Юнги хочет быть наказан. Звучит глупо. Иногда даже самому себе с трудом удаётся объяснить, откуда оно. Вроде бы встал рано, зубы почистил, в комнате прибрался, постель заправил, даже задание в колледж все выполнил без напоминаний! Такого только хвалить и гладить. Но не хочется. Юнги не желает похвалы, объятий, поцелуев в щёку и слушать, как он хорошо постарался за это утро. В нём закипает практически сумасшедшее желание встать на колени и молить, молить, задыхаясь в собственных всхлипах.

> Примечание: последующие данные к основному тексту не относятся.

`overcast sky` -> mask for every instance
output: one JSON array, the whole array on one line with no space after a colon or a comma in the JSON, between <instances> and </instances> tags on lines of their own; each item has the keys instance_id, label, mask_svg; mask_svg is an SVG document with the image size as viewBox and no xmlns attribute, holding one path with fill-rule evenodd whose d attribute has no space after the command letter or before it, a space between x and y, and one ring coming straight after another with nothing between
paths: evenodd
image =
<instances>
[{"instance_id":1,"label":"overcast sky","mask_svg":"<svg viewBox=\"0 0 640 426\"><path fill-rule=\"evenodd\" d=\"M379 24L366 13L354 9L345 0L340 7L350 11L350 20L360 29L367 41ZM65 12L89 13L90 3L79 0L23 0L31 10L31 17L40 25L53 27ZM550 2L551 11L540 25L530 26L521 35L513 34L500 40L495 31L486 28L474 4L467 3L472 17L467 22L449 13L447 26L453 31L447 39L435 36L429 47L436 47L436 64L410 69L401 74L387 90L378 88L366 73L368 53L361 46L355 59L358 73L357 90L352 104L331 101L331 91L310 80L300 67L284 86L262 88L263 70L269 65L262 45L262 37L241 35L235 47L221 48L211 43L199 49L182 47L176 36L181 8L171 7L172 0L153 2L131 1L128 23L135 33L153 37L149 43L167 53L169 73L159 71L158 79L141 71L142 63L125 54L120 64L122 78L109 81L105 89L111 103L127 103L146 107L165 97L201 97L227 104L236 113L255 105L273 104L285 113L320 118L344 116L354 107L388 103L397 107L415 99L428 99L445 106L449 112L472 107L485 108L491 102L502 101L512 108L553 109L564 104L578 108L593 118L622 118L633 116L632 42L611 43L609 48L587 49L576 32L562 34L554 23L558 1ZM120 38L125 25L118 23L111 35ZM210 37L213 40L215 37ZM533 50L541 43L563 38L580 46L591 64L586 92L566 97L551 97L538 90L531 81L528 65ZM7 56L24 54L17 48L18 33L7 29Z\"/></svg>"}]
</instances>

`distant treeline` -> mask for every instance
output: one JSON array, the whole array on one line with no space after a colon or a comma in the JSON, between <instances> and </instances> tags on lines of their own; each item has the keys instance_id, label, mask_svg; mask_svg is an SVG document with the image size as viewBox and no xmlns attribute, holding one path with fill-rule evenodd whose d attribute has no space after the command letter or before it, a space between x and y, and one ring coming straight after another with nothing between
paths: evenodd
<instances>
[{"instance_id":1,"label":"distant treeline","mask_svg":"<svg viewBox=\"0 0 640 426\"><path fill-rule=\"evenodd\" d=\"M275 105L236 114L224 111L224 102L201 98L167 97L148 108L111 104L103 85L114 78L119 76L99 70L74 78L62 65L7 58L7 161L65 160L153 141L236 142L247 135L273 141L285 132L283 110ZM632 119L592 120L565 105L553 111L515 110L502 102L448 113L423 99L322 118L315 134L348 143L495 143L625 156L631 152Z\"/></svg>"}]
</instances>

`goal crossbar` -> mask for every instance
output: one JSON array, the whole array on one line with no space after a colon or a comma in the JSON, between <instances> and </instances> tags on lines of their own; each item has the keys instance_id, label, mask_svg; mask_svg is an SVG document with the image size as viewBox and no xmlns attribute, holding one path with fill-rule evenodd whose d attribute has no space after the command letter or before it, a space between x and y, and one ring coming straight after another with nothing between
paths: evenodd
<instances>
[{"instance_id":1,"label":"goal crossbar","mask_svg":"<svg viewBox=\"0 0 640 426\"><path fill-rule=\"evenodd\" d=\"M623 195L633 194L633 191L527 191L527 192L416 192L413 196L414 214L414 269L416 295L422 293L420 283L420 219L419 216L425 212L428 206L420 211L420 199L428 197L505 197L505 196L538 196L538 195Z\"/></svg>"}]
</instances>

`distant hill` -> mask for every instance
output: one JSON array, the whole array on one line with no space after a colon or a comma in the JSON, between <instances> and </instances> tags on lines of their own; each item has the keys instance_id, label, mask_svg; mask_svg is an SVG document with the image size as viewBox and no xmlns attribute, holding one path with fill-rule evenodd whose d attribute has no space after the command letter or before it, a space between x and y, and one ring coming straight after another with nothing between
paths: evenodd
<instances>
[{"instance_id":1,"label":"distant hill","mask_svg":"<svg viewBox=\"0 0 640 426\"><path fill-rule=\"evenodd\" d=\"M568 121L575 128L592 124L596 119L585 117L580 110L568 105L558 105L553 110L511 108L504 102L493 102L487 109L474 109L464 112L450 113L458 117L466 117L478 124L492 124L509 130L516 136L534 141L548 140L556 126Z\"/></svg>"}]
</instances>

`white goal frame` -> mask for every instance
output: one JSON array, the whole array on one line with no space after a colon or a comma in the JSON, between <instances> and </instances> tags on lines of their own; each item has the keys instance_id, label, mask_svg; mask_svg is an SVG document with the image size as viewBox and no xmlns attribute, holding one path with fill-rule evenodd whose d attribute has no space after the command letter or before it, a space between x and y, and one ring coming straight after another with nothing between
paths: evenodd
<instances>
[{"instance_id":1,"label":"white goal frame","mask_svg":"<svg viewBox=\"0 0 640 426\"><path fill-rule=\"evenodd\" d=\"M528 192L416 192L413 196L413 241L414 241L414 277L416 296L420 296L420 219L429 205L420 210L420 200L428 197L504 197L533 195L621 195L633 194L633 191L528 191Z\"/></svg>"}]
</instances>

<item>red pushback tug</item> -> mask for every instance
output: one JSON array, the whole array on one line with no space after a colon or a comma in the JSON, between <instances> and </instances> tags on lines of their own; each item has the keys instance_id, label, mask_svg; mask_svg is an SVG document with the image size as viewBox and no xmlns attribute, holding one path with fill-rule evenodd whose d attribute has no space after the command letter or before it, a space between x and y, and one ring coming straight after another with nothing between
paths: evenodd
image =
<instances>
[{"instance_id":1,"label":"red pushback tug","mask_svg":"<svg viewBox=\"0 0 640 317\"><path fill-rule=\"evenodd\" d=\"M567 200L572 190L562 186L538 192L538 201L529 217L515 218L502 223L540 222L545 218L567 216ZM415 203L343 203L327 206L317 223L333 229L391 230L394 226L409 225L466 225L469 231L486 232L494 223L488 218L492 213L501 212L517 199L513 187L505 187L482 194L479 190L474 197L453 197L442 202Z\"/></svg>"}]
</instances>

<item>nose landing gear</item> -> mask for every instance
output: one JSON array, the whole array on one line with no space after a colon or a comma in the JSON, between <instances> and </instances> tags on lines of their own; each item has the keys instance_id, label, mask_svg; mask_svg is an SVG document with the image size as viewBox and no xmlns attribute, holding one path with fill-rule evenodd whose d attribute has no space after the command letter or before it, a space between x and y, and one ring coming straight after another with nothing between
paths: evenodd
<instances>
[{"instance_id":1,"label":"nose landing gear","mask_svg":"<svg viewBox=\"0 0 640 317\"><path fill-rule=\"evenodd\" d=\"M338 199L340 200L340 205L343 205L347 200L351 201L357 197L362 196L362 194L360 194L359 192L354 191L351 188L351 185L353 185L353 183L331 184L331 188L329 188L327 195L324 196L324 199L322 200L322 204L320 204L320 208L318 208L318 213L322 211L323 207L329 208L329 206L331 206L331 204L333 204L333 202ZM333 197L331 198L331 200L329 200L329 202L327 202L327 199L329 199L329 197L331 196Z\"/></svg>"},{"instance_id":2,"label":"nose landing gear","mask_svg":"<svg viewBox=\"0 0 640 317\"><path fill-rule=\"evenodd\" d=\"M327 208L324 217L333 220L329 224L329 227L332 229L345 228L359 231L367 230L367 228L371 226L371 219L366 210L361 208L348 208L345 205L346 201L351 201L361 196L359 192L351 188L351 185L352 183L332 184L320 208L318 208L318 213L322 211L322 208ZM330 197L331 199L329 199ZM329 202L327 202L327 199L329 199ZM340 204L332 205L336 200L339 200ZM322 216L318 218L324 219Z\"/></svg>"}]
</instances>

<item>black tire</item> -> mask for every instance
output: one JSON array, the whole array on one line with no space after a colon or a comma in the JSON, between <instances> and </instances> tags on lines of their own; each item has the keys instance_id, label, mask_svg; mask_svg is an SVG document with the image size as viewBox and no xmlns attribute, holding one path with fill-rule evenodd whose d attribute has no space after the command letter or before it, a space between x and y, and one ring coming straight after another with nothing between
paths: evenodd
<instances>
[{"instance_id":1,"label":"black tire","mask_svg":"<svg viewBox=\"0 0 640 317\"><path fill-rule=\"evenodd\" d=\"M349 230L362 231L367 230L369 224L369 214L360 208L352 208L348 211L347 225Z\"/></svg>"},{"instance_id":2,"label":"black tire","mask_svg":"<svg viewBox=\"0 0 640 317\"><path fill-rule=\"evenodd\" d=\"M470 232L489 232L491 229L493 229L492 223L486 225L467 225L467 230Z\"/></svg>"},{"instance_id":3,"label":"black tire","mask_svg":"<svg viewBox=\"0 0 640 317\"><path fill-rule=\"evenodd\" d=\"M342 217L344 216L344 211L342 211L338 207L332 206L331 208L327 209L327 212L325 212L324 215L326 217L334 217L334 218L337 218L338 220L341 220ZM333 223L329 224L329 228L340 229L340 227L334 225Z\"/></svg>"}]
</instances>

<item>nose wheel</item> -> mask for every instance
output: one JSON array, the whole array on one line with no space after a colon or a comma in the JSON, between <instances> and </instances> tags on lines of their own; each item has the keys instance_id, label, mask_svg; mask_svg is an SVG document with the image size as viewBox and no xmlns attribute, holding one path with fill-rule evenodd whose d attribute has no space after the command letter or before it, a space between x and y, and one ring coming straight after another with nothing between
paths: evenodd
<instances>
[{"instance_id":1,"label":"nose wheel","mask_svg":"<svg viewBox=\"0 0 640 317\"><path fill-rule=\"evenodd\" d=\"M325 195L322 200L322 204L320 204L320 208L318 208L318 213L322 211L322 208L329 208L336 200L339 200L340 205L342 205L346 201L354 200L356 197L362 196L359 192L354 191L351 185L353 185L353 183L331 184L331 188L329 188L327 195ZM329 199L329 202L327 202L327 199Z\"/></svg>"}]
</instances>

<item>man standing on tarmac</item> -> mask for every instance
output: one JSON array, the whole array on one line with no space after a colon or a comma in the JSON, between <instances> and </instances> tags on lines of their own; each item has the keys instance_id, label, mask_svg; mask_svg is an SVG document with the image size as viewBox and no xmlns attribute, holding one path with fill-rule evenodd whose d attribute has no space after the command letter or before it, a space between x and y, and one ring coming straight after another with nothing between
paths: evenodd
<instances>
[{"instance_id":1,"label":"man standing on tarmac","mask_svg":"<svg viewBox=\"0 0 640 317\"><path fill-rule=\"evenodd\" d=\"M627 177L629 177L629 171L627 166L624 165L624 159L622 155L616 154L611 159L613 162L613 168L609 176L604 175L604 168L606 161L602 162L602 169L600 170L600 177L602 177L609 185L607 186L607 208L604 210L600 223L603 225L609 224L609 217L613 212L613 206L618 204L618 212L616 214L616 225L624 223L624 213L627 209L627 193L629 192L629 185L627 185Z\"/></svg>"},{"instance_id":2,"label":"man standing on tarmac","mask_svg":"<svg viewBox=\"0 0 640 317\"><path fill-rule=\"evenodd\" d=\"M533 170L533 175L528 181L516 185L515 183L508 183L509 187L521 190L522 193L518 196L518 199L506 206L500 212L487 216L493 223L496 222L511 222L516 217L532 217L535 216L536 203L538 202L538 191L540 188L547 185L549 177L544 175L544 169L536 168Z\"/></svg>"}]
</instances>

Чимин это знает. Было бы странно, если б не знал.
— Забыл, — дом наматывает прядь волос на палец, — что иногда ты так и хочешь, — тянет Юнги назад сильным рывком, — вспомнить, где твоё место... и как вести себя не следует. Встань. Сейчас же.
Юнги подскакивает, подтягивает шорты, и вытягивается, опуская взгляд в пол. По спине так и ползёт холодный пот. Чимин на него не смотрит.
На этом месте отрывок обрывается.